Management should carefully draft responses that (1) put the recall into context; (2) articulate clearly the company’s position with respect to the alleged problem, even if it may differ from the government’s position; (3) detail each of the positive elements of the company’s food safety programs; and (4) address the governmental requests appropriately and artfully, in a way that will be appreciated and understood by a jury. Appreciating how the company’s post-recall communications with the government may be used by opposing counsel in lawsuits months or years later can significantly reduce a company’s potential litigation exposure.
When claims are eventually asserted, food companies should work with experienced food safety litigation counsel. This is because many companies (and their lawyers) managing a recall and outbreak for the first time are not equipped to effectively challenge any one of the complex epidemiological, microbiological, and long-term damage issues often present in these cases.
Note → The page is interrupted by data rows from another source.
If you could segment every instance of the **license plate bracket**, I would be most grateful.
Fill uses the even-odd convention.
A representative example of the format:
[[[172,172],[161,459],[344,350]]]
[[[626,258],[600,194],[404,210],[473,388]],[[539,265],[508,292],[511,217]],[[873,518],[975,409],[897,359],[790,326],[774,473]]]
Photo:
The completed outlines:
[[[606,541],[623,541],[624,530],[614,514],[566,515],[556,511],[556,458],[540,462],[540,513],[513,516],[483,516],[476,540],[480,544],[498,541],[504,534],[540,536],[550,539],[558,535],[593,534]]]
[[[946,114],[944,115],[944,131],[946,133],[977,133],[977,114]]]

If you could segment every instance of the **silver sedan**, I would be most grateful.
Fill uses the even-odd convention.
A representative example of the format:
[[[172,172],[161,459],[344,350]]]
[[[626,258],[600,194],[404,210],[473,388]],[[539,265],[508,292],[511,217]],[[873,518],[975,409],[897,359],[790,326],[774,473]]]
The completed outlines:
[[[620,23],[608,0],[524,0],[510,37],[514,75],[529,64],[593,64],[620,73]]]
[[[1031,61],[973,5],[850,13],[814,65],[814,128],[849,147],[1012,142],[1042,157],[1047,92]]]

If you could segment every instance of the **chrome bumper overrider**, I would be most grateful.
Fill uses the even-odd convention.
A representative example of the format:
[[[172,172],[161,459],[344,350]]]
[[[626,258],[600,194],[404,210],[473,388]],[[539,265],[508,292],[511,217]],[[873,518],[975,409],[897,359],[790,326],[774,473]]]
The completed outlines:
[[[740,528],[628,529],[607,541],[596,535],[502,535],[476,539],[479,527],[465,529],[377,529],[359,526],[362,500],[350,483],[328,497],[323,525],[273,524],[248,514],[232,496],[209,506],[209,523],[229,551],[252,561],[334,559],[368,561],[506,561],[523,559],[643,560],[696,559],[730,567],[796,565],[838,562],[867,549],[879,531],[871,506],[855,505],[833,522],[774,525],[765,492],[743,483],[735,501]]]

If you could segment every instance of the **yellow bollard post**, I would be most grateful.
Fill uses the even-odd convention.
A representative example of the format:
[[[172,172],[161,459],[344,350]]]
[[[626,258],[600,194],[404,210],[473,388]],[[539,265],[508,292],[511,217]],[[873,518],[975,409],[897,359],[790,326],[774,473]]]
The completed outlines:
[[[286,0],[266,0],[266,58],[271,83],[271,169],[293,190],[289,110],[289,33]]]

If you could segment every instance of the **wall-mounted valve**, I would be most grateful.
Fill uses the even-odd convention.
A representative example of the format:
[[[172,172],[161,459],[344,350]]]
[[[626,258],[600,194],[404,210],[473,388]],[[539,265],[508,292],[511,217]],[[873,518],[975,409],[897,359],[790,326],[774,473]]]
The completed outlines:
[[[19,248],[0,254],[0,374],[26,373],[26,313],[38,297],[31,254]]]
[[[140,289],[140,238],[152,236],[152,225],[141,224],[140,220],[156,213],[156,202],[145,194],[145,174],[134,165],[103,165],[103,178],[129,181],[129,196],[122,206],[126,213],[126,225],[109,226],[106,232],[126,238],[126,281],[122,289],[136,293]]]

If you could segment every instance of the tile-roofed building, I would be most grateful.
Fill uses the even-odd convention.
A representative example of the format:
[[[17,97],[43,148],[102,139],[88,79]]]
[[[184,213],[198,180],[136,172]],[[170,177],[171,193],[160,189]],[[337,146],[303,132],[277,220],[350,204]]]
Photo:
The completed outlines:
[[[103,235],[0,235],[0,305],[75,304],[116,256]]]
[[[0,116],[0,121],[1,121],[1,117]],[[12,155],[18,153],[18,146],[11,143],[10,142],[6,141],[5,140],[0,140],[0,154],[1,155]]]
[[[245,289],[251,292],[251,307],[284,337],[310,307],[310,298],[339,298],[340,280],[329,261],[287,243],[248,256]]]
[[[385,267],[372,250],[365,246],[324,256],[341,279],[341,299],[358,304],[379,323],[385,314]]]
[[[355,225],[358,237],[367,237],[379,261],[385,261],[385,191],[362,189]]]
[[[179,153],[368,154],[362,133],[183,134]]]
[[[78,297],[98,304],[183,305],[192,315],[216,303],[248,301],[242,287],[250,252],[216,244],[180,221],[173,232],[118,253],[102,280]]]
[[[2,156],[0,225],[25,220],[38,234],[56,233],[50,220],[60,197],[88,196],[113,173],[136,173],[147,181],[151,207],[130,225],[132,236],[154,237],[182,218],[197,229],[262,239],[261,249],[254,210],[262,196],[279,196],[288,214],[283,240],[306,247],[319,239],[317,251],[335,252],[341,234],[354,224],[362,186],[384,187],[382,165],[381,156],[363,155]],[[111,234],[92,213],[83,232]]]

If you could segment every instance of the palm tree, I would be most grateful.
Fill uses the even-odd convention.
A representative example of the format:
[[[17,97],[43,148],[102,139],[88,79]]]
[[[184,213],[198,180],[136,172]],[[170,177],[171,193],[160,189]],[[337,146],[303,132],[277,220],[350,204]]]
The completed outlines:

In many lawsuits, significant questions also exist about the true source of a claimant’s illness. Unfortunately, most people incorrectly believe that they got sick from the “last thing they ate.” In those cases in which the target defendant is not at fault, the key to proving the company’s innocence often turns on a painstaking analysis of health department records, patient questionnaires, shipping records, witness interviews, and key depositions.
The emotional edge a plaintiff brings to the table can also be tempered in some cases by raising challenges to the source of the alleged illness. If we can show significant problems with an outbreak investigation and its conclusions, or demonstrate that our client produced and distributed thousands of safe and wholesome meals the week it processed the meal in question—and the plaintiff was the only person who allegedly became ill—a jury will likely be more disposed to set aside emotion and focus instead on what really made the plaintiff sick.
Most jurors will also understand and appreciate a plaintiff’s obligation to exercise reasonable care for his or her own safety. Depending upon the circumstances, a plaintiff may have admitted to health department investigators to eating a rare or undercooked hamburger despite the federally-mandated safe handling labels warning her not to. Where a plaintiff shows no appreciation of the inherent risk, a jury will be more disposed to set aside sympathy and attribute fault to the plaintiff.
Additionally, many claimants and their attorneys will also significantly inflate and exaggerate damage claims to maximize potential recovery at settlement or trial. When a plaintiff’s overreaching is challenged appropriately and tactfully, his or her dishonesty in many cases will significantly diminish the potential sympathy a jury might otherwise be inclined to feel. While emotion is always a factor, it can in many instances be effectively controlled.